Designing the movie model schema

Introduction to Data Modeling

  • Concept: Data modeling defines how data is stored and organized in a database.
  • Importance: Enhances data retrieval efficiency, maintains data integrity, and simplifies application maintenance.

Understanding Document-Oriented Databases

  • MongoDB Documents: Stores data in JSON-like documents (BSON format) that are flexible and schema-less.
  • Collections: Documents are grouped into collections, similar to tables in relational databases.

Identifying Entities and Relationships

  • Primary Entities: Movies, cast, and reviews.
  • Relationships: Movies have casts and reviews.

Defining the Movie Schema

  • Fields:
    • Title: The name of the movie (string, required).
    • Year: The release year of the movie (number, required).
    • Genre: The genre of the movie (string, required).
    • Director: The director of the movie (string, optional).
    • Cast: An array of objects containing cast member references and their roles.
    • Reviews: An array of embedded review documents.

Example Movie Document

{
  "_id": ObjectId("60c72b2f9b1d8b3f0c6e6a2e"),
  "title": "Inception",
  "year": 2010,
  "genre": "Sci-Fi",
  "director": "Christopher Nolan",
  "cast": [
    { "_id": ObjectId("60c72b2f9b1d8b3f0c6e6a2f"), "role": "Dom Cobb" },
    { "_id": ObjectId("60c72b2f9b1d8b3f0c6e6a30"), "role": "Arthur" }
  ],
  "reviews": [
    {
      "_id": ObjectId("60c72b2f9b1d8b3f0c6e6a31"),
      "user": "John Doe",
      "rating": 5,
      "comment": "Excellent movie!"
    },
    {
      "_id": ObjectId("60c72b2f9b1d8b3f0c6e6a32"),
      "user": "Jane Smith",
      "rating": 4,
      "comment": "Great visuals and story."
    }
  ]
}

Designing the Cast Schema

  • Fields:
    • Name: The name of the cast member (string, required).
    • Date of Birth: The date of birth of the cast member (date, optional).
  • Example Cast Document:
    {
      "_id": ObjectId("60c72b2f9b1d8b3f0c6e6a2f"),
      "name": "Leonardo DiCaprio",
      "date_of_birth": ISODate("1974-11-11")
    }
    

Embedding vs. Referencing

  • Embedding: Storing related data directly within a single document. Best for data that is often read together.
  • Referencing: Storing related data in separate documents and linking them via ObjectId. Best for data that is shared across multiple documents.
  • Choice: Using embedding for reviews to keep them closely tied to their respective movies, and references for cast members to allow for reuse and maintain normalization.
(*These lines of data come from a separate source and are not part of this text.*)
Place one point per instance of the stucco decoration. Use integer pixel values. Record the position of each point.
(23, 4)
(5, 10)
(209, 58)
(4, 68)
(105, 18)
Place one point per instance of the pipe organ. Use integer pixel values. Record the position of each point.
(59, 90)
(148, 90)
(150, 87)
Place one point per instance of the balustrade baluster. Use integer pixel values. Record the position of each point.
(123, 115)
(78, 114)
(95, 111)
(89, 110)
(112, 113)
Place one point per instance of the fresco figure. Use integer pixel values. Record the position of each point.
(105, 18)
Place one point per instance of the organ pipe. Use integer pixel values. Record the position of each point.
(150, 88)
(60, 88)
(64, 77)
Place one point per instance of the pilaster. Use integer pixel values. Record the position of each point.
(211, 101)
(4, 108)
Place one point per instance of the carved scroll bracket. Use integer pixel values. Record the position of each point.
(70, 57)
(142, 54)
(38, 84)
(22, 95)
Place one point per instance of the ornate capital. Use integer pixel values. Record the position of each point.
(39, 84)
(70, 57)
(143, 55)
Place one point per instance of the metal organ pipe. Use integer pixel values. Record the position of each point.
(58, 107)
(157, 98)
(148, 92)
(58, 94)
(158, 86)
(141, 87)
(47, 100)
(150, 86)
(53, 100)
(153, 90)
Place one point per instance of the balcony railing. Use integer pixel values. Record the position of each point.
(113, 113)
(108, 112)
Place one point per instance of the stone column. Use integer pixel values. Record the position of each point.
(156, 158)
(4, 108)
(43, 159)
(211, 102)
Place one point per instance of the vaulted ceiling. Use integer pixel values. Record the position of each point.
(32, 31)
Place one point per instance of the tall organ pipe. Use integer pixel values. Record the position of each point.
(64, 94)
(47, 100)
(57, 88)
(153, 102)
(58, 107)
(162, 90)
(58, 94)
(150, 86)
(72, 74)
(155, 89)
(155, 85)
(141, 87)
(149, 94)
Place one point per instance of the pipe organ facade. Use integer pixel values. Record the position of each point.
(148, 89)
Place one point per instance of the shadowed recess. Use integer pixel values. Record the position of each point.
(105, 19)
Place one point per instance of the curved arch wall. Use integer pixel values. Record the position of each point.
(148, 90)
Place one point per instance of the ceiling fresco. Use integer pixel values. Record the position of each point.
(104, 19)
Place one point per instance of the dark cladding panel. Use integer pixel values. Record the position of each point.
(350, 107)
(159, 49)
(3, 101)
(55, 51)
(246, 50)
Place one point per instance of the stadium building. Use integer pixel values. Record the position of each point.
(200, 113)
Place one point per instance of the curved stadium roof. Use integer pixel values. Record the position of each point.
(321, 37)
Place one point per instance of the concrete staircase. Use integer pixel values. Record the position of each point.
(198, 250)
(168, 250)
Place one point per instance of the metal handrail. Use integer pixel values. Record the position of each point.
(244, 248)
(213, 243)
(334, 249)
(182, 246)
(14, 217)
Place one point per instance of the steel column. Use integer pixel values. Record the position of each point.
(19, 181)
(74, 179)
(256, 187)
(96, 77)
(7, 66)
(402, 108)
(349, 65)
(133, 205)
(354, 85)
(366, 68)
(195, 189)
Querying with References and Embedding

  • Basic Queries:

    • Find Movies by Genre:
      db.movies.find({ genre: "Sci-Fi" })
      
    • Find Movies by Year:
      db.movies.find({ year: 2010 })
      
  • Advanced Queries:

    • Find Movies by Cast Member:
      // Assuming the cast member's ObjectId is known
      var castId = ObjectId("60c72b2f9b1d8b3f0c6e6a2f");
      db.movies.find({ "cast._id": castId })
      
    • Find Movies by Reviewer:
      // Assuming the reviewer's user name is known
      var userName = "John Doe";
      db.movies.find({ "reviews.user": userName })
      
  • Using Aggregation for Joins:

    • Populate Cast Information:
      db.movies.aggregate([
        { $match: { title: "Inception" } },
        {
          $lookup: {
            from: "cast",
            localField: "cast._id",
            foreignField: "_id",
            as: "castDetails"
          }
        }
      ])
      

Benefits of Using References and Embedding

  • Data Normalization: Avoids data duplication by storing shared data (like cast members) separately.
  • Scalability: Embedding reviews within movies simplifies data retrieval and makes it easier to scale the database as related data grows.
  • Flexibility: Allows for more complex queries and relationships between different entities.